Il était le troisième enfant d’un vieux pêcheur de Palerme qui, jusqu’à sa mort, n’eut d’autre domicile que sa barque pontée, peinte en bleu, avec, à la proue, une Madone en robe rose, et à la poupe, sur une banderolle blanche, ce nom charmant écrit à l’ocre : Virgen della Primavera.
Sa mère avait accouché de lui, comme des deux autres, sur un tas de vieux filets hors d’usage ; et, pour lui faire son berceau, le père avait enroulé, dans un coin, la même amarre et avait bourré le nid ainsi obtenu de mousse marine et de varech à l’odeur salubre, ainsi que font, au creux des rochers, les goëlands et les mouettes.
Sa naissance n’avait pas, pourtant, empêché le bonhomme de battre, quelques jours après, toute la côte sicilienne et de voguer même vers les côtes de la Tunisie, pour y pêcher corail et éponges.
A l’encontre de l’aîné et du cadet, que leur métier passionna, dès qu’ils furent à même d’aider leur père, le jeune Vittorio ne se sentit jamais le moindre goût pour la pêche.
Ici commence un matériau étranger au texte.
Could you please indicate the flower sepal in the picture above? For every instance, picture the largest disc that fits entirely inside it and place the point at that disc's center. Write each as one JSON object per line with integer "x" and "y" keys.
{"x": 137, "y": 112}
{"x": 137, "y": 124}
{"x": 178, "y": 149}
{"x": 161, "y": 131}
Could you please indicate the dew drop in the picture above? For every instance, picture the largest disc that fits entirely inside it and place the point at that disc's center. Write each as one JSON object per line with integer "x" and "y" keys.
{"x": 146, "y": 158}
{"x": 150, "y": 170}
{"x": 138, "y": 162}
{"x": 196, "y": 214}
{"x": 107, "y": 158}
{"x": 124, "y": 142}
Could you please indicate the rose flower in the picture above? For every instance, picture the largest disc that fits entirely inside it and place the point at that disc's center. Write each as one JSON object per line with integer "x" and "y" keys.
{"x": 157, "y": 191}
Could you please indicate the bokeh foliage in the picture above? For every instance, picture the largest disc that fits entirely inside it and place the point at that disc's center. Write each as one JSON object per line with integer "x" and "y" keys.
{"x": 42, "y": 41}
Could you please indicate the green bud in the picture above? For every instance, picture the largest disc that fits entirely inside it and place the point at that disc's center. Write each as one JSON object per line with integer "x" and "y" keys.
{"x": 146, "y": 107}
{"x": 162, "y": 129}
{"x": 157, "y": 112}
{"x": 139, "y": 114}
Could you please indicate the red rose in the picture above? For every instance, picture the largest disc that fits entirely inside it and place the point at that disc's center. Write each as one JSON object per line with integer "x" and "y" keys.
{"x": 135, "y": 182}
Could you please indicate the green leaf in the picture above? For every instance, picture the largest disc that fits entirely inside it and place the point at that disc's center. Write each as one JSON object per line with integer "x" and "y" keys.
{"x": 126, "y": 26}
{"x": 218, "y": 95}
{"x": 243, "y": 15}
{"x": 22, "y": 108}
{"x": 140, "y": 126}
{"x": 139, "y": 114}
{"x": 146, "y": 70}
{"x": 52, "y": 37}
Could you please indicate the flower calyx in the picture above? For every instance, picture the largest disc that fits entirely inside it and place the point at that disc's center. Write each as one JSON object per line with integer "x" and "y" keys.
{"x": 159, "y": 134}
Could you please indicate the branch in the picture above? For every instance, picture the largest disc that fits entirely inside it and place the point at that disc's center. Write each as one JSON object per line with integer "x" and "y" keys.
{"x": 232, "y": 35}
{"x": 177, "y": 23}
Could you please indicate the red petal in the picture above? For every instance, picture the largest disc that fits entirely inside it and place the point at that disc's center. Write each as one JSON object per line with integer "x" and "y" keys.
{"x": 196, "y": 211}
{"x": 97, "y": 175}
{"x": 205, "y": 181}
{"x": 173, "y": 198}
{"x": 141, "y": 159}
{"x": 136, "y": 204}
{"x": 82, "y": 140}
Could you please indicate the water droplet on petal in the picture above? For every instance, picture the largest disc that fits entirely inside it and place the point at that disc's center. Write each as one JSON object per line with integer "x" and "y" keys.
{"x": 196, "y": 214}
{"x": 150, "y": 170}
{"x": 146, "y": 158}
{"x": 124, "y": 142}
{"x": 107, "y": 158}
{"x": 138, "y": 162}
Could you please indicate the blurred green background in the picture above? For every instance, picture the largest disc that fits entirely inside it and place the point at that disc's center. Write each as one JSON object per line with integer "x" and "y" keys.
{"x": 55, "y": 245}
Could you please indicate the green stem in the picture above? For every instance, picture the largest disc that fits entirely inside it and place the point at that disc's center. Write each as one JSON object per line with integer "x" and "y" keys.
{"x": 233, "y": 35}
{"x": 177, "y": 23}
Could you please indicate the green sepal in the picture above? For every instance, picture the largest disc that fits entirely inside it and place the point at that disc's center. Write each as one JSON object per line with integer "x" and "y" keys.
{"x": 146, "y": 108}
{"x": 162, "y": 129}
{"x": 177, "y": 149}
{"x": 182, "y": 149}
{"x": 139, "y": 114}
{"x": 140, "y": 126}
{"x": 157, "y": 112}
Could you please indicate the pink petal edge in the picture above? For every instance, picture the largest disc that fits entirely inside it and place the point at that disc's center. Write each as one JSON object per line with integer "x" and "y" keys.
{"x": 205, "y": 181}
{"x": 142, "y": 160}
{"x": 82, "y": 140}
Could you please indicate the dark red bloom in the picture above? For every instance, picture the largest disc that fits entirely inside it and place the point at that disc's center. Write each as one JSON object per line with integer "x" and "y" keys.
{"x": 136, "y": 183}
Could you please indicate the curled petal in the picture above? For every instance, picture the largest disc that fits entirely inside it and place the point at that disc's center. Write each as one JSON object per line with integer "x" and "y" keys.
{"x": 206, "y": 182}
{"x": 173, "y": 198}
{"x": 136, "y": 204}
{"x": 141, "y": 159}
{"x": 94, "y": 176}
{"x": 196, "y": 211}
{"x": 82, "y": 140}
Il s’ennuyait à la mer et emportait toujours avec lui la nostalgie des quais de Palerme. Dès que la barque paternelle y revenait après une longue tournée de pêche, il s’empressait de déguerpir, et son bonheur, toute sa passion était d’aller dans le quartier de l’Albergheria, où se trouve le théâtre des Paladins dont les « pupi », ces fameuses marionnettes siciliennes, font la joie des Palermitains, de leurs enfants et de leurs femmes.
Là, pour cinq sous, il se grisait d’héroïsme, de bravoure, assistant, pendant des heures entières, aux mirifiques exploits des paladins du monde entier, encore amplifiés et magnifiés par la verveuse et inépuisable fantaisie de l’artiste qui maniait les ficelles.
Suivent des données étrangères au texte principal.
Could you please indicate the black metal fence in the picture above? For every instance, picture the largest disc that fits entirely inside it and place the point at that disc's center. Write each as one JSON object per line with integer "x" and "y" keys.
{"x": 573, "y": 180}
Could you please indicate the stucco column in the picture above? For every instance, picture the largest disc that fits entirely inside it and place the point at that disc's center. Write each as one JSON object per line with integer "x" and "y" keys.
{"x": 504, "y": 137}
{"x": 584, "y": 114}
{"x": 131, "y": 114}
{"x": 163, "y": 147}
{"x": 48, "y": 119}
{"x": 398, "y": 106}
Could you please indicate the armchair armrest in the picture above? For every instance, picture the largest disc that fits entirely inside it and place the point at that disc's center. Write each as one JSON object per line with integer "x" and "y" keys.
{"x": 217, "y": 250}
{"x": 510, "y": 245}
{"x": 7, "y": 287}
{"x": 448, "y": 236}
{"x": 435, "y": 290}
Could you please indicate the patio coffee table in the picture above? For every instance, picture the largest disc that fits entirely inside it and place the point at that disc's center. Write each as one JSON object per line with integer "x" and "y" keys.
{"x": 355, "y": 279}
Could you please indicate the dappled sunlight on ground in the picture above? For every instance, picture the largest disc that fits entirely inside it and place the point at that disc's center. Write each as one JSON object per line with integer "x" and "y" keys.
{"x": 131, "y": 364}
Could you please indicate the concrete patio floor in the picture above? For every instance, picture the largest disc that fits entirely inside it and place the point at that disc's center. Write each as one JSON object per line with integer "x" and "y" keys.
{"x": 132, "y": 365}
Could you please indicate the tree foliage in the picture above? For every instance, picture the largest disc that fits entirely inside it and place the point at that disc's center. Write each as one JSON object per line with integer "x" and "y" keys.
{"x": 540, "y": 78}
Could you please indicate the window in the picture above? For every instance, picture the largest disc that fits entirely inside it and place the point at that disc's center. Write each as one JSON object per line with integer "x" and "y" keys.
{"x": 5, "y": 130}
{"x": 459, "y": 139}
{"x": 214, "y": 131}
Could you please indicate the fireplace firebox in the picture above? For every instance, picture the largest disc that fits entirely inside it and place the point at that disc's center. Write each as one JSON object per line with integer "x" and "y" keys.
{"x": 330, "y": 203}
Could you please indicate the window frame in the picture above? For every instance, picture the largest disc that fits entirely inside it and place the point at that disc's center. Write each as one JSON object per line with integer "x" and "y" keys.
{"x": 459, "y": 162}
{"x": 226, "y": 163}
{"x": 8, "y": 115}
C’était surtout, la Geste merveilleuse de Charlemagne, de Rolland, des chevaliers de la Table Ronde qui faisaient les frais de ces spectacles populaires, dont quelques-uns duraient des six mois entiers, coupés en représentations journalières.
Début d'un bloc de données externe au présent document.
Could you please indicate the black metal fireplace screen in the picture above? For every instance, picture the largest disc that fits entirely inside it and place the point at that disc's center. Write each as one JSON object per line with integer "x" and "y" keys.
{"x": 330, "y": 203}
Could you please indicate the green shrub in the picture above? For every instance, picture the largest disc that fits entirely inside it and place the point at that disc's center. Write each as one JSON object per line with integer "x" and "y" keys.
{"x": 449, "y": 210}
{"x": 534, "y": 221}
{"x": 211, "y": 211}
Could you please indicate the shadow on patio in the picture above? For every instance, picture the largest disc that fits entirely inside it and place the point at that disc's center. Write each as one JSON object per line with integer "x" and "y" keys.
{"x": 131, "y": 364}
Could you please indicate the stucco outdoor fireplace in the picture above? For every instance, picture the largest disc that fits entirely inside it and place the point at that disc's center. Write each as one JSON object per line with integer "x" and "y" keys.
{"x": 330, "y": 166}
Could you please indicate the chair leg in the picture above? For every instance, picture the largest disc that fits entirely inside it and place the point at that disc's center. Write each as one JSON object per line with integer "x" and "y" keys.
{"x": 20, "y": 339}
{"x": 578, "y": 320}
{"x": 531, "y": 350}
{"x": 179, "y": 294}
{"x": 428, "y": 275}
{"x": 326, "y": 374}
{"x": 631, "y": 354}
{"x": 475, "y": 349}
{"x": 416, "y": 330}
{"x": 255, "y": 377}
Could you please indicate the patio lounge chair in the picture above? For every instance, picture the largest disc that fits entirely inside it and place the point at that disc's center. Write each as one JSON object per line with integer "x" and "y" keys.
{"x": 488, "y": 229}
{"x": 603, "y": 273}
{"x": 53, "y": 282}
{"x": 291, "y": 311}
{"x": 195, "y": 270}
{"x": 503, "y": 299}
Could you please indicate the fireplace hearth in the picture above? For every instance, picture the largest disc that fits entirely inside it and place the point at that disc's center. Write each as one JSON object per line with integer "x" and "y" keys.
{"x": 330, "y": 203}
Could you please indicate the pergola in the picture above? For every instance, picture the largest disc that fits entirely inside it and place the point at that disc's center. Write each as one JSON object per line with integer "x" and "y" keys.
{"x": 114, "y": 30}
Le vieux Monte-Léone n’était pas large pour ses enfants, ayant d’ailleurs fort à faire pour nourrir sa très nombreuse famille. Aussi, le jeune Vittorio économisait-il jalousement les quelques sous qu’il recevait, comme ses frères, chaque dimanche, afin d’aller plus souvent au théâtre de l’Albergheria.
Encore que les séances fussent longues, et qu’en été la soif lui serrât la gorge, il laissait passer devant sa banquette, l’« acquafolu » avec sa fontaine portative, plaignant le sou qu’il eût fallu pour boire un peu de limonade.